In 99 Prozent aller Fälle meldet der Prüfer des Finanzamts sich schriftlich mit einer Prüfungsanordnung an. Doch wie sollten Handwerker reagieren, wenn Sie mit dem Inhalt dieser Prüfungsanordnung nicht einverstanden sind? Hier ein Steuer-Verhaltensknigge zur Prüfungsanordnung.

Die Prüfungsanordnung des Finanzamts für eine Betriebs-, Umsatz- oder Lohnsteuerprüfung ist ein so genannter Verwaltungsakt. Und Verwaltungsakte könnten mit einem Einspruch angefochten werden, wenn Sie nicht einverstanden sind. Doch die Betonung liegt hier auf dem Wörtchen "könnten".


Einspruch besser nicht: Sind Sie mit den Inhalten der Prüfungsanordnung nicht einverstanden, sollten Sie besser keinen Einspruch einlegen. Das führt bereits im Vorfeld der Prüfung zu Verstimmungen, die den Prüfer des Finanzamts dazu verleiten könnten, besonders streng zu prüfen.

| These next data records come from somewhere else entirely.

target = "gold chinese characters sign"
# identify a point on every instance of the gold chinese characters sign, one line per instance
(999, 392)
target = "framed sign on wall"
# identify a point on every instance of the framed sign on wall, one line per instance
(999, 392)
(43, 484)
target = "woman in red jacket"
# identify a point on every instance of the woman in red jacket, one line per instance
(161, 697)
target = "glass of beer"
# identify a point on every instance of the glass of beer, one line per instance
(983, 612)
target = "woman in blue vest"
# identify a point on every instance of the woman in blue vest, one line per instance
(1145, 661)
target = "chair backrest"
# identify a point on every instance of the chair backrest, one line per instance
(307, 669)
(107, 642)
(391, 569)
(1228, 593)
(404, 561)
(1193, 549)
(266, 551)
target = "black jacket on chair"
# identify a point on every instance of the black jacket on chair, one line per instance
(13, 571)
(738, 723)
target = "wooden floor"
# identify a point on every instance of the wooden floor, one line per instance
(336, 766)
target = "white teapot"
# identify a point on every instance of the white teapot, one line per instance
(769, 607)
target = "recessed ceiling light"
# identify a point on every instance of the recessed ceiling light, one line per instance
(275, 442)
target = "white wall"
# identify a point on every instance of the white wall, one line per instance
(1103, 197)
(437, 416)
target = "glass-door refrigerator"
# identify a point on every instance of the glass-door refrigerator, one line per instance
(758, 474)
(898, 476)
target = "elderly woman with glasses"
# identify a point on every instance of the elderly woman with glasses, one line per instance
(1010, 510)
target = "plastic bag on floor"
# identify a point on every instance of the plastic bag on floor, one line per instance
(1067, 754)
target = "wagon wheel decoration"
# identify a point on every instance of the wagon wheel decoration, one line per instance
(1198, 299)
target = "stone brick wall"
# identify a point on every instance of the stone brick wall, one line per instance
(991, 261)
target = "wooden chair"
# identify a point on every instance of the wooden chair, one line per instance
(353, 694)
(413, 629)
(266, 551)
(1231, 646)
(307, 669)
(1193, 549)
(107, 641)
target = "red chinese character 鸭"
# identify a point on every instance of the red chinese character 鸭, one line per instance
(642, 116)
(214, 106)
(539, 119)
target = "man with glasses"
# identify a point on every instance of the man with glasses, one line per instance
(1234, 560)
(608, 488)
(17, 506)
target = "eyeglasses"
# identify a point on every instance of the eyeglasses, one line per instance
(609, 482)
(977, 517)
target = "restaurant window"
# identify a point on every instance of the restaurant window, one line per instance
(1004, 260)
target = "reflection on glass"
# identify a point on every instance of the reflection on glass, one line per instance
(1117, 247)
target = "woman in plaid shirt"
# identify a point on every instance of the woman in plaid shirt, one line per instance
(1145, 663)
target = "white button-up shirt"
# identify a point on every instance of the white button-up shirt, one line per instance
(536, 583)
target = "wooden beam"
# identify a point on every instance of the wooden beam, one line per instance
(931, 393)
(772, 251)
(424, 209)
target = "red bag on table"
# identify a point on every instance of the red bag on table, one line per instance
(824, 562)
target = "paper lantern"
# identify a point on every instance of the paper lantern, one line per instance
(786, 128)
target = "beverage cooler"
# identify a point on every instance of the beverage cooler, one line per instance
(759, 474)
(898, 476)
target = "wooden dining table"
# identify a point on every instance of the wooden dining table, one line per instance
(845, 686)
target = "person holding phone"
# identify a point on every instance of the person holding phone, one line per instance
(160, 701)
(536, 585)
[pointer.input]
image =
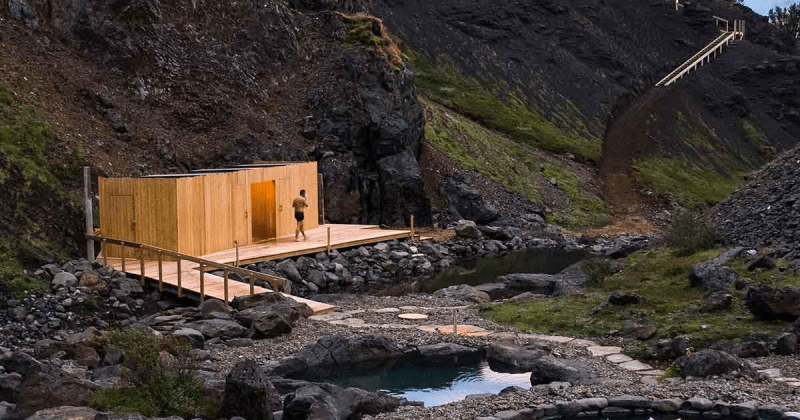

Prüfungsbeginn: Passt Ihnen der Prüfungsbeginn nicht, bitten Sie schriftlich um eine Verlegung der Termins. Geht der Prüfer darauf nicht ein, kontaktieren Sie den Vorgesetzten des Prüfers und schildern Sie ihm die Gründe für die Verschiebung des Prüfungsbeginns. Bei guten Argumenten dürfte einer Verschiebung nichts im Wege stehen.


Prüfungsort: Möchten Sie lieber, dass die Prüfung beim Steuerberater stattfindet, ist die Verlegung des Prüfungsorts immer dann möglich, wenn Sie in der Firma keinen Platz haben oder niemanden, der den Prüfer betreuen kann.


Prüfungsjahre: Grundsätzlich umfasst die Prüfung drei Jahre, bei Vorliegen einer Selbstanzeige oder bei einer festgestellten Steuerhinterziehung ist sogar ein Prüfungszeitraum von elf Jahren (!) erlaubt (FG Düsseldorf, Urteil v. 26.9.2013, Az. 13 K 4630/12 AO).


Praxistipp: Wer ein steuerlich schlechtes Gewissen hat und die Einreichung einer Selbstanzeige plant, muss diese vor Erhalt der Prüfungsanordnung ans Finanzamt schicken. Nach Eingang der Prüfungsanordnung ist die strafbefreiende Wirkung der Selbstanzeige dahin.